Is future of news hyperlocal?

The folks behind voiceofsandiego.org, an online news source run as a nonprofit, firmly believe that they way they’ll succeed is by staying focused entirely on San Diego. Could their site and other “hyperlocal” Internet outlets fill the void caused by failing news organizations?

This CNN story does a decent job of reviewing the state of play.

Generally, the people who run hyperlocal Web sites say they are optimistic about the future of the news business. They say they won’t be able to replace all that’s being lost as large news companies crumble but say they are excited about the fact that they’re able to offer something new — at least for the moment.

The long-term economic viability of any of these sites remains an open question. And some critics, like Robert McChesney and John Nichols, say nonprofit news sites are not a solution to the economic problems of news organizations. Writing in The Nation, they call the fixes being tried so far “triage strategies.”

They are not cures; in fact, if there is a risk in them, it is that they might briefly discourage the needed reshaping of ownership models that are destined to fail.

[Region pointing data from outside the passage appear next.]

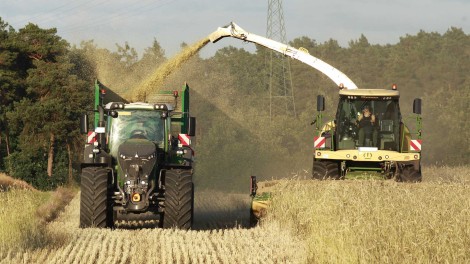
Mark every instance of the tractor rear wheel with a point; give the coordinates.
(325, 170)
(179, 199)
(409, 174)
(96, 205)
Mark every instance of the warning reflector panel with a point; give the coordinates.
(185, 140)
(415, 144)
(91, 137)
(319, 142)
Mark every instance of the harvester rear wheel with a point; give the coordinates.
(96, 205)
(179, 199)
(325, 170)
(409, 174)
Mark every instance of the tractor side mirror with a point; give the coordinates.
(191, 126)
(417, 106)
(113, 114)
(84, 124)
(320, 103)
(253, 186)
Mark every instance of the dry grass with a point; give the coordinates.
(25, 213)
(7, 182)
(228, 245)
(379, 221)
(352, 221)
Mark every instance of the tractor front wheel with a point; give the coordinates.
(96, 206)
(179, 199)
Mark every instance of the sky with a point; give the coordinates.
(172, 22)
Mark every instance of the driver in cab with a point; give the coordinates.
(366, 122)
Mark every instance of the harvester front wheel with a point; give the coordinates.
(96, 206)
(179, 199)
(325, 170)
(410, 174)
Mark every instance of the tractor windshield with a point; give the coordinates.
(135, 124)
(368, 122)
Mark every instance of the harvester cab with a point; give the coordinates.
(138, 160)
(368, 134)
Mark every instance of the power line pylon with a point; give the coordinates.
(281, 93)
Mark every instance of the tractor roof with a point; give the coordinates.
(370, 92)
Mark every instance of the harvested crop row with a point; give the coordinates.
(236, 245)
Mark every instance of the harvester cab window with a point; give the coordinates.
(381, 130)
(136, 124)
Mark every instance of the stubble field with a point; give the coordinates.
(363, 221)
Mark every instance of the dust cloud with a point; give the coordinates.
(155, 81)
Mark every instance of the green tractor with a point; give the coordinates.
(138, 161)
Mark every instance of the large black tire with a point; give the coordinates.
(96, 205)
(409, 174)
(179, 199)
(325, 170)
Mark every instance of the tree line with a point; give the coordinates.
(46, 84)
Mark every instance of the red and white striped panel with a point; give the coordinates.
(185, 140)
(91, 138)
(319, 142)
(415, 144)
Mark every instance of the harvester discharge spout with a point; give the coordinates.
(235, 31)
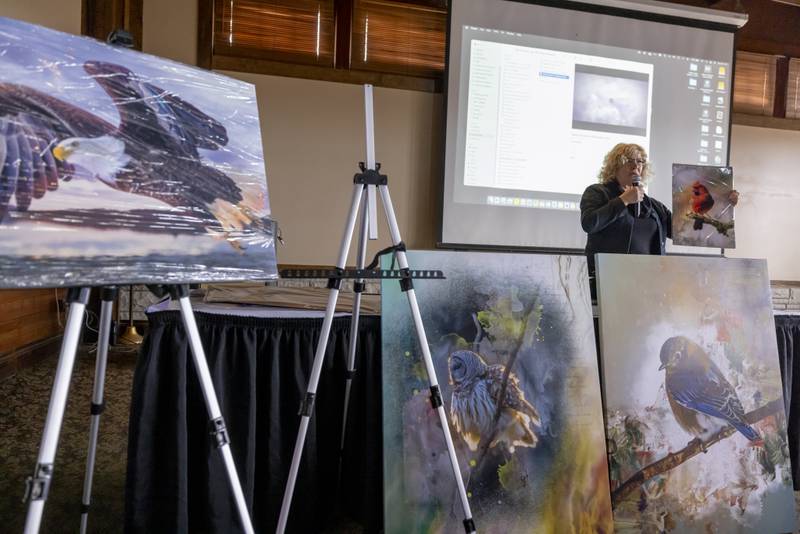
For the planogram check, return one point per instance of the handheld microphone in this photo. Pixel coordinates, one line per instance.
(637, 182)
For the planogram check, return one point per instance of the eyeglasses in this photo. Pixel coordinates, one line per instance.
(634, 162)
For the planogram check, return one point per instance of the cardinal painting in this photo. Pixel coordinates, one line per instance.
(118, 167)
(703, 201)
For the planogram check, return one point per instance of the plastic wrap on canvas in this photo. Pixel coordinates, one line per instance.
(120, 167)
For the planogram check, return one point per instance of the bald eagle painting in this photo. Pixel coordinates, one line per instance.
(118, 167)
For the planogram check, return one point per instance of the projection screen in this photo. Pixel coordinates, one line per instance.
(538, 92)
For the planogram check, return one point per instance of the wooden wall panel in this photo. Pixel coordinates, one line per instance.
(27, 316)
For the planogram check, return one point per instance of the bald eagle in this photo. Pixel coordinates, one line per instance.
(153, 152)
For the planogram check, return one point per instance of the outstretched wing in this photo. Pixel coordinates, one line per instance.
(154, 116)
(702, 387)
(31, 122)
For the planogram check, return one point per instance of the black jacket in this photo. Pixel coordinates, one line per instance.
(609, 223)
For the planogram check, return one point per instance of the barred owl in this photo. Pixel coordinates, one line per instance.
(476, 388)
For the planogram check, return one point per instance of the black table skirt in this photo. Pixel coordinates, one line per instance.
(788, 329)
(176, 481)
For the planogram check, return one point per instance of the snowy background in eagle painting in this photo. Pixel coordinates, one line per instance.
(698, 331)
(85, 232)
(545, 470)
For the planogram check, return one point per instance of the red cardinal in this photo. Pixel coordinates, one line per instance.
(702, 201)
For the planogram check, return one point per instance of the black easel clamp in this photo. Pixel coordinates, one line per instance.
(436, 397)
(38, 486)
(97, 409)
(335, 282)
(370, 176)
(381, 274)
(77, 294)
(307, 406)
(219, 432)
(405, 280)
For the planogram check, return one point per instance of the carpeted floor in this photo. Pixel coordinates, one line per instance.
(23, 407)
(22, 413)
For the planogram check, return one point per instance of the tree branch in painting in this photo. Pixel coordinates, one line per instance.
(696, 446)
(533, 309)
(722, 227)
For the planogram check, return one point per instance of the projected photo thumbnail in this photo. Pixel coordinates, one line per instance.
(610, 100)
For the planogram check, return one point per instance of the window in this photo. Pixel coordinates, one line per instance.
(754, 83)
(391, 36)
(296, 31)
(395, 43)
(793, 90)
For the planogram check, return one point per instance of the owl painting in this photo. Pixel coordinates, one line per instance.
(476, 391)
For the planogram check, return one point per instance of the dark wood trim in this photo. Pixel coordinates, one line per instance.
(343, 27)
(277, 68)
(134, 13)
(205, 33)
(100, 17)
(781, 84)
(764, 121)
(29, 355)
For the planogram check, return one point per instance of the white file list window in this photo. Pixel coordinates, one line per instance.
(540, 120)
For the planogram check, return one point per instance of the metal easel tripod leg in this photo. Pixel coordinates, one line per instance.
(108, 295)
(38, 485)
(358, 289)
(218, 430)
(308, 403)
(307, 406)
(436, 395)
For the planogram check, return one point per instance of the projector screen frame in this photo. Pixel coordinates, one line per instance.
(639, 10)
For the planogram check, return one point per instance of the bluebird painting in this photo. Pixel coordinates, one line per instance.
(701, 399)
(512, 343)
(695, 417)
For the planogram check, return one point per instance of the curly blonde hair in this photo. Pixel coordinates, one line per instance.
(619, 156)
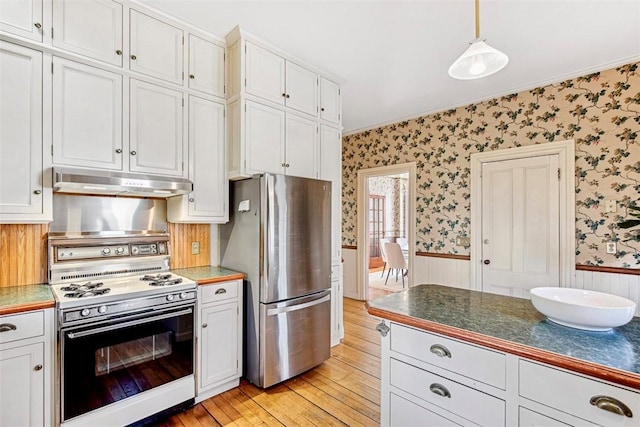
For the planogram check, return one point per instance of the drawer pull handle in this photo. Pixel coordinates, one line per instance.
(611, 404)
(440, 351)
(6, 327)
(440, 390)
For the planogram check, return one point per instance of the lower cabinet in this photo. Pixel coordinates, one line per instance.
(26, 369)
(219, 338)
(429, 379)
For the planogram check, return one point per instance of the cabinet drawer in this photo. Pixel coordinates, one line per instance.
(474, 362)
(451, 396)
(219, 292)
(572, 394)
(403, 412)
(21, 326)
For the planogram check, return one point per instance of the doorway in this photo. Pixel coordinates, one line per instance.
(386, 213)
(522, 218)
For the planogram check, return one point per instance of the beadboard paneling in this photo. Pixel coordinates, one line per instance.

Spot.us founder Dave Cohn, whom we’ve written about before, tells CNN that what journalism needs is “10,000 startups.” And that could easily happen if many of the journalists now out of work decide to try their hand at an Internet news site. According to Paper Cuts, a blog that tracks newspaper layoffs, almost 25,000 print journalists have lost their jobs since the beginning of 2008, not counting job losses on the broadcast side. Sobering, isn’t it?